- Kramer: Your Nana is missing because she's been passing those bum checks all over town and she finally pissed off the wrong people!
- Dan: Is Jerry in there?
- Kramer: Well, he can't be disturbed now.
- Dan: Well this situation is driving me crazy. He's all I think about. I can't get him out of my mind.
- Kramer: I'm sorry. I mean, I know what it's like to be in love. Ties you up in knots, and Jerry is a very sexy man.
- Dan: What?
- Kramer: Look, I'm not judging you. In fact, we here at PBS, we have many programs celebrating your lifestyle. Armistead Maupin's Tales of the City, Gender Bending and Swinging in San Francisco. Before Stonewall about those dark ages when you couldn't come out of the closet, lest you be persecuted because of your, you know.
- Dan: No, I don't.
- [first lines]
- Jerry: There's something insincere about these greeting cards that we send to each other all the time. They're like these paper emotional prostitutes, isn't it? I don't know what my feelings are, so I'll pay some total stranger a buck to make up this Hallmark hooker to do job for me. So I can go, "I didn't write this, but whatever they wrote, I think the same thing." Wouldn't it be better if we just had one card that covered every occasion for everybody in one shot? Happy birthday, Merry Christmas, Happy anniversary, Congratulations, It's a boy and our deepest sympathies. Signed, the whole office."

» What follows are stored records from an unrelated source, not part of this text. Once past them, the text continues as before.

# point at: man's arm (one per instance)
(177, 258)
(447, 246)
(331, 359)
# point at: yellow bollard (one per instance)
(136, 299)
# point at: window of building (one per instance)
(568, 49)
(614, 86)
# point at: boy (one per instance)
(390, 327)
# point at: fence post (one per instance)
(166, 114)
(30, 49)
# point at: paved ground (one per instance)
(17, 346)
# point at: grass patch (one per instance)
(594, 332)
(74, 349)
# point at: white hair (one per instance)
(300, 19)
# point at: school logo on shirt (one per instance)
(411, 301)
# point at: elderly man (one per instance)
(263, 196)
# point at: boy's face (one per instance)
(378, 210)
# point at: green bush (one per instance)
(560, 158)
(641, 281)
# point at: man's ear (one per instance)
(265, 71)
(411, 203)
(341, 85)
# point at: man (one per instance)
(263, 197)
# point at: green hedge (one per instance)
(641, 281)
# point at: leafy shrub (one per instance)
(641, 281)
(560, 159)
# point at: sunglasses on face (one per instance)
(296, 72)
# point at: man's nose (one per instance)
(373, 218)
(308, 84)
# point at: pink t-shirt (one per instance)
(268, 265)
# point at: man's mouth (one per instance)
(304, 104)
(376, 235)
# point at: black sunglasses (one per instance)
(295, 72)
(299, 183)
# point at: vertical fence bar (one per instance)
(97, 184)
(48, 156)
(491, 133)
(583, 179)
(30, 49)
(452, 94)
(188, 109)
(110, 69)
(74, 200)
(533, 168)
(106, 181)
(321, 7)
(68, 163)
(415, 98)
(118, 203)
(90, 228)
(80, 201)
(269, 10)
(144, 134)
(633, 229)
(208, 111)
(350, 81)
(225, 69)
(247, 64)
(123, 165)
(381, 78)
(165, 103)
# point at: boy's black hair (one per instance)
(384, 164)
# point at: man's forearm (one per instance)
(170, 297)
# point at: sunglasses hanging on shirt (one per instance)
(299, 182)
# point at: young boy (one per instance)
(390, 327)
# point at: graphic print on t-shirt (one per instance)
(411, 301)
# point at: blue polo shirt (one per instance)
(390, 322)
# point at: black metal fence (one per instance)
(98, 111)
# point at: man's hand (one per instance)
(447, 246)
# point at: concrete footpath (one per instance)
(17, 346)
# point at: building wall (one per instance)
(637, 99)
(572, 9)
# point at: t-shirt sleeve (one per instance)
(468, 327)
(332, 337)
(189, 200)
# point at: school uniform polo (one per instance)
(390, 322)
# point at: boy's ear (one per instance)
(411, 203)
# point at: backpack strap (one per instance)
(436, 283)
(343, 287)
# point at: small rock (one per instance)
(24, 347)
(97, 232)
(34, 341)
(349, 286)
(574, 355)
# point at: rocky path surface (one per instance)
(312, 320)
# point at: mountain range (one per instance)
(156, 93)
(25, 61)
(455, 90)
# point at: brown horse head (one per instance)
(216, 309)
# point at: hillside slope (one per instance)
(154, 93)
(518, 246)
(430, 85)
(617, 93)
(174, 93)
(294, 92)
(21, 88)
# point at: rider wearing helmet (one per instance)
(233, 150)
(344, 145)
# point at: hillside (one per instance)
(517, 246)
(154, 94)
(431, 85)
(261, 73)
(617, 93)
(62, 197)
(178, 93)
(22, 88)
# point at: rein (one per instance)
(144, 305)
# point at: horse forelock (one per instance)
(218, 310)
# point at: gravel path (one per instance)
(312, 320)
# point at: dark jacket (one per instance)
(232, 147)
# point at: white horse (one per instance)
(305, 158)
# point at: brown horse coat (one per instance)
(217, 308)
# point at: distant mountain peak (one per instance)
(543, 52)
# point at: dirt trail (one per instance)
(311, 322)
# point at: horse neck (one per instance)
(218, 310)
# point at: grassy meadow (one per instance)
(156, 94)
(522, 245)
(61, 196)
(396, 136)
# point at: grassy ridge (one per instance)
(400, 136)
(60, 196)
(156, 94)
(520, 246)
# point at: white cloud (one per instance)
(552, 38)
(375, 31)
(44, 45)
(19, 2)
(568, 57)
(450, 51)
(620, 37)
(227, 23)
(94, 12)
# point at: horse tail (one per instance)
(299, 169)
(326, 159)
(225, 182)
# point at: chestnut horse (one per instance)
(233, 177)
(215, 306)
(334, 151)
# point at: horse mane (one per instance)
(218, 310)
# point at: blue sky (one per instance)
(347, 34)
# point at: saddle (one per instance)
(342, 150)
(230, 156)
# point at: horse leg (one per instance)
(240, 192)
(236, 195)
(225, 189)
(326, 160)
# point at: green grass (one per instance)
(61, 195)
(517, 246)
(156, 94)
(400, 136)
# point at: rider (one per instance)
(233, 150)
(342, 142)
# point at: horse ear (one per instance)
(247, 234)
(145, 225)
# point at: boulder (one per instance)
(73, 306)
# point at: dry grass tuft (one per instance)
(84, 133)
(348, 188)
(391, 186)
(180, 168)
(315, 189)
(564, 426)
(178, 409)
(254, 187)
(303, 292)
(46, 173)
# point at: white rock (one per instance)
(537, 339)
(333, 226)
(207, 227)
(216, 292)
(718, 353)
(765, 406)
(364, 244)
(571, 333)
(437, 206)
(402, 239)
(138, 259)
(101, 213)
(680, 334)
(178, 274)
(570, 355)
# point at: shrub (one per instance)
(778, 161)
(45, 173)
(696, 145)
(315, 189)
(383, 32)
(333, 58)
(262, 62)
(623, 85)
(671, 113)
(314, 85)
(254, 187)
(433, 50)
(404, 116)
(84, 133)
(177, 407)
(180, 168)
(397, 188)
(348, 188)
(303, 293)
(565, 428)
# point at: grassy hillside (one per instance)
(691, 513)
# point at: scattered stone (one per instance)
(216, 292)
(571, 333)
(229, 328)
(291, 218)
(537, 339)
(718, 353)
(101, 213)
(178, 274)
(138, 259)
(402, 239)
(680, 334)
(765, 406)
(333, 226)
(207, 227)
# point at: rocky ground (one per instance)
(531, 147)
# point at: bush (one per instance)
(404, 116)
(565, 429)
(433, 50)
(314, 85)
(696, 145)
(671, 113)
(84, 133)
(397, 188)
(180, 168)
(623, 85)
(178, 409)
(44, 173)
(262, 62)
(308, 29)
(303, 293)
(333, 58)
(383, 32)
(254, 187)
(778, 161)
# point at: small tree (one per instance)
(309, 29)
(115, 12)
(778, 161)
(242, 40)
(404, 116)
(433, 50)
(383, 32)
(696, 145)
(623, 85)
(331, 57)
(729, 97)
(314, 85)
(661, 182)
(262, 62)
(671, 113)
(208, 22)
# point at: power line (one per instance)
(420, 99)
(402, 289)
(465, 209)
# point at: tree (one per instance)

- Jerry: [discussing throwing away a thank you card] It was a thank you card from Kristin because I'm doing the PBS drive. I mean how long am I supposed to keep it?
- George Costanza: The rule is a minimum of two days.
- Jerry: You making that up or you know what you're talking about?
- George Costanza: I'm making it up.
- Jerry: I mean really what is the point of saving it? I could see if I had a mantle.
- George Costanza: Ah, well. A mantle is a whole different story. If my parents had a mantle, I might be a completely different person.